The majority of patients recruited into the study had N2 disease. This means that the study results and the PET–CT surveillance policy may not be applicable to very large N3 nodal disease. This requires further assessment.
Further research is also required for the equivocal cases. This is especially the case with PET-negative disease with persistent nodes on anatomical CT scanning. Research to assess prolonged surveillance with CT or assessment of the persistent node using ultrasound-guided fine-needle aspiration is warranted.
Acknowledgements
Trial Management Group
The Trial Management Group comprised Professor Hisham Mehanna (as chief investigator), Ms Joy Rahman (as trial co-ordinator), Mr Chris McConkey (as statistician), Professor Janet A Dunn (as senior statistician), Mr Dharmesh Patel (as trial administrator) and Ms Jennifer Cooper (as data input clerk).
Research nurses
June Jones and Lynda Wagstaff, research nurses, were funded by the trial to recruit patients at UHCW and Queen Elizabeth Hospital, Birmingham, respectively.

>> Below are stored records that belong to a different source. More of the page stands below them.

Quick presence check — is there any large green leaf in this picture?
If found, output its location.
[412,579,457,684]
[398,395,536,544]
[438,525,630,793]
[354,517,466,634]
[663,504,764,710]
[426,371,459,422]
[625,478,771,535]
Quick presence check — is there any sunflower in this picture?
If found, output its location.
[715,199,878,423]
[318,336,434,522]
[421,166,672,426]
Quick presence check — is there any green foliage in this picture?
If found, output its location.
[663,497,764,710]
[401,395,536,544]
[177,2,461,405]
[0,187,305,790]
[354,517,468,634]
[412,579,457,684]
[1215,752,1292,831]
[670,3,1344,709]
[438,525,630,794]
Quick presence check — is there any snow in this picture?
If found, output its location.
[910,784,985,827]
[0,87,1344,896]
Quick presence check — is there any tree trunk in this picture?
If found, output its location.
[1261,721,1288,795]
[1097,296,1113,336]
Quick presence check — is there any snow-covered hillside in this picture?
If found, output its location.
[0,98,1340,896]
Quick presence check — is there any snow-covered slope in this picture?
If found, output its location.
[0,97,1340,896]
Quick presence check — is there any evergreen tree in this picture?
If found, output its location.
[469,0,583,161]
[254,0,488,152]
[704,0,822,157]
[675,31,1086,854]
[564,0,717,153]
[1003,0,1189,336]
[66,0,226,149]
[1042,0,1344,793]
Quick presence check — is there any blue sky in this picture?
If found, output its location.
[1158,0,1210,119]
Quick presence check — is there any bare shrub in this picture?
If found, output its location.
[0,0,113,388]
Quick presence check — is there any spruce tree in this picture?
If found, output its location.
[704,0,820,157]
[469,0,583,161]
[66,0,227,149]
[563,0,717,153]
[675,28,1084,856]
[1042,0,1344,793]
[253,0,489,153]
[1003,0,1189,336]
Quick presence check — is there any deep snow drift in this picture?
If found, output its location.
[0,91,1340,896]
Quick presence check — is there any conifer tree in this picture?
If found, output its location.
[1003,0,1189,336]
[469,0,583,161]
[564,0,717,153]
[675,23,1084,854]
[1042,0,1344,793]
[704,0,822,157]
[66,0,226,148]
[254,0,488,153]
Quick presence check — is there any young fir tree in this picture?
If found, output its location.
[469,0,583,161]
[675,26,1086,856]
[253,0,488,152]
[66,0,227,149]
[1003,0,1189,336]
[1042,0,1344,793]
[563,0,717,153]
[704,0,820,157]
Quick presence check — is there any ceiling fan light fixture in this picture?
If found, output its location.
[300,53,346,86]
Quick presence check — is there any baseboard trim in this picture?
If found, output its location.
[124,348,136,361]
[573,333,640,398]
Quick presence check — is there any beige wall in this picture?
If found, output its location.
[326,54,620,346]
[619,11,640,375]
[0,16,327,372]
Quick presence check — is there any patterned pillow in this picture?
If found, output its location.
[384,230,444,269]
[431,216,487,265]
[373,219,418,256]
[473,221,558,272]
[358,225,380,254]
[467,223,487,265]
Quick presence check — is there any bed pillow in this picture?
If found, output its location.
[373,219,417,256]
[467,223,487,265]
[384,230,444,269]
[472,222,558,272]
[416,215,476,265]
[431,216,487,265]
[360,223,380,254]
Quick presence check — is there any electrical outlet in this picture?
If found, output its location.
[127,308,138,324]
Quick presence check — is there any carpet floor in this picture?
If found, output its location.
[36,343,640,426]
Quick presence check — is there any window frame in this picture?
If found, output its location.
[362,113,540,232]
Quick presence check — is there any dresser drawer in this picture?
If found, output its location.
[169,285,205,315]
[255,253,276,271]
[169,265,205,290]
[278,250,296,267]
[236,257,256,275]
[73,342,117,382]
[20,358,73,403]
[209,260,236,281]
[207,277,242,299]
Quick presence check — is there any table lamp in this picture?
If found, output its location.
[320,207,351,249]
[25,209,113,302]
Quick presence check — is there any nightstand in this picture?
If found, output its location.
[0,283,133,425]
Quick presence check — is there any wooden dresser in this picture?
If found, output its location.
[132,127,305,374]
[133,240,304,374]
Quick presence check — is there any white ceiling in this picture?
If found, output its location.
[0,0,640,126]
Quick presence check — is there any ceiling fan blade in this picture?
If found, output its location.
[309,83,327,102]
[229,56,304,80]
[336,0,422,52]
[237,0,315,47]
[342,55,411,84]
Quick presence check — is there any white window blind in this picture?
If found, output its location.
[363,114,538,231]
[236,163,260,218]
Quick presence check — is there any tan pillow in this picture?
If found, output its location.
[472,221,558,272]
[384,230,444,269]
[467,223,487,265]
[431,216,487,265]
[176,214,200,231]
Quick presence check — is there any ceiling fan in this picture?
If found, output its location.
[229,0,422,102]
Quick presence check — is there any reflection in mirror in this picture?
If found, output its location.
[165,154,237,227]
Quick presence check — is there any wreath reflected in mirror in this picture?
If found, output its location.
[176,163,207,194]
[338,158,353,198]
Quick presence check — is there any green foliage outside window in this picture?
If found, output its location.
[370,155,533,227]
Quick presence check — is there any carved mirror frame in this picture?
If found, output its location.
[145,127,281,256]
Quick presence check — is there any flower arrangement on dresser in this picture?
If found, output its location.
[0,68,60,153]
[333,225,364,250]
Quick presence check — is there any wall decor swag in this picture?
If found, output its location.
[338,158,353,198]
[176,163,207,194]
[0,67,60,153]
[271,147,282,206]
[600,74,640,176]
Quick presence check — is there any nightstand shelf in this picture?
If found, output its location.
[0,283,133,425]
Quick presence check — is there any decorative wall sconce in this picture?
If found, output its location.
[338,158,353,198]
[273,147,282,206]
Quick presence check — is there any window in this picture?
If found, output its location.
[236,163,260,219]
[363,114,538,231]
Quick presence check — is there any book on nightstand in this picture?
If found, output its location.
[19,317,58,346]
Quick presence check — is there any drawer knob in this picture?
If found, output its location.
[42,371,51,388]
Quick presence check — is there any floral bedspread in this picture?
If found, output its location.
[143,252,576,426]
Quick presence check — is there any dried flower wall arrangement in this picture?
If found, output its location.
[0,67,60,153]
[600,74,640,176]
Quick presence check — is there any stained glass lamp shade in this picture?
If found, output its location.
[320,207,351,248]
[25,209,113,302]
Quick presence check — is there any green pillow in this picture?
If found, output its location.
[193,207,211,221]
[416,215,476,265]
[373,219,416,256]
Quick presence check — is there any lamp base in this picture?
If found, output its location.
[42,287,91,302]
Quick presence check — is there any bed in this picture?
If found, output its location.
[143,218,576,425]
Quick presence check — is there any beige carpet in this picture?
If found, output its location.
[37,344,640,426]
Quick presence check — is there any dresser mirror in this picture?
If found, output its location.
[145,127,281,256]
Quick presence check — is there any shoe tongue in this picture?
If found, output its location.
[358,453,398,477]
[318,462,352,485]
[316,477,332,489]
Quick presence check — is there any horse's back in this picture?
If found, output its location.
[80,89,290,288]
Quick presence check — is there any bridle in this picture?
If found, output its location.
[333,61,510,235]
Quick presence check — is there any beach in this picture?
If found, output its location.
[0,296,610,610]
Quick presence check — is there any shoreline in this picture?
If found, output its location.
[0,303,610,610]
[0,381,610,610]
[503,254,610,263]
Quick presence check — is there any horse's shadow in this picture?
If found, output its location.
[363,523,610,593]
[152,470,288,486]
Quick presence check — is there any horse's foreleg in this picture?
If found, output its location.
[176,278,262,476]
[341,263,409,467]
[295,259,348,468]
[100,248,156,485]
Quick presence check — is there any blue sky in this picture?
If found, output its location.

The Administration of Radioactive Substances Advisory Committee licence holders
The ARSAC licence holders for the study covered various PET–CT centres and included Dr Margaret Brookes for Aberdeen, Dr Anil Kumar for Basildon, Dr Julian Kabala for Bristol, Dr Peter Guest for Birmingham, Dr Jonathan Hill for Preston, Dr Richard Smith for Bradford, Dr Iain Lyburn for Linton House Clinic Cheltenham, Dr Paul Hulse for Christie, Dr Peter Guest for University Hospital Coventry and Warwickshire, Dr Rakesh Fanatra for Nottingham, Dr Dilip Patel for Edinburgh, Dr Thomas Gruning for Derriford, Dr Eddie Kalkman for West of Scotland, Dr Lucy Richardson for Hull, Dr Andrew Scarsbrook for Leeds, Dr Nuribe Wieshmann for Clatterbridge, Dr Michael O’Doherty and Dr Sally Barrington for St Thomas’, Dr Gary Cook for Royal Marsden, Dr Irfan Kayani for University College London, Dr Wai-Lup Wong for Alliance Imaging London, Dr John Wilsdon for Newcastle, Dr Nicola Robson for Poole and Dr John Hall for Guildford Diagnostic Imaging Surrey.
Patient and public involvement
Mrs Ethel Culling and Ms Vivienne Reed of the Laryngectomy Society were members of the Trial Steering Committee and commented on the drafting of the protocol and the patient information sheets for the study.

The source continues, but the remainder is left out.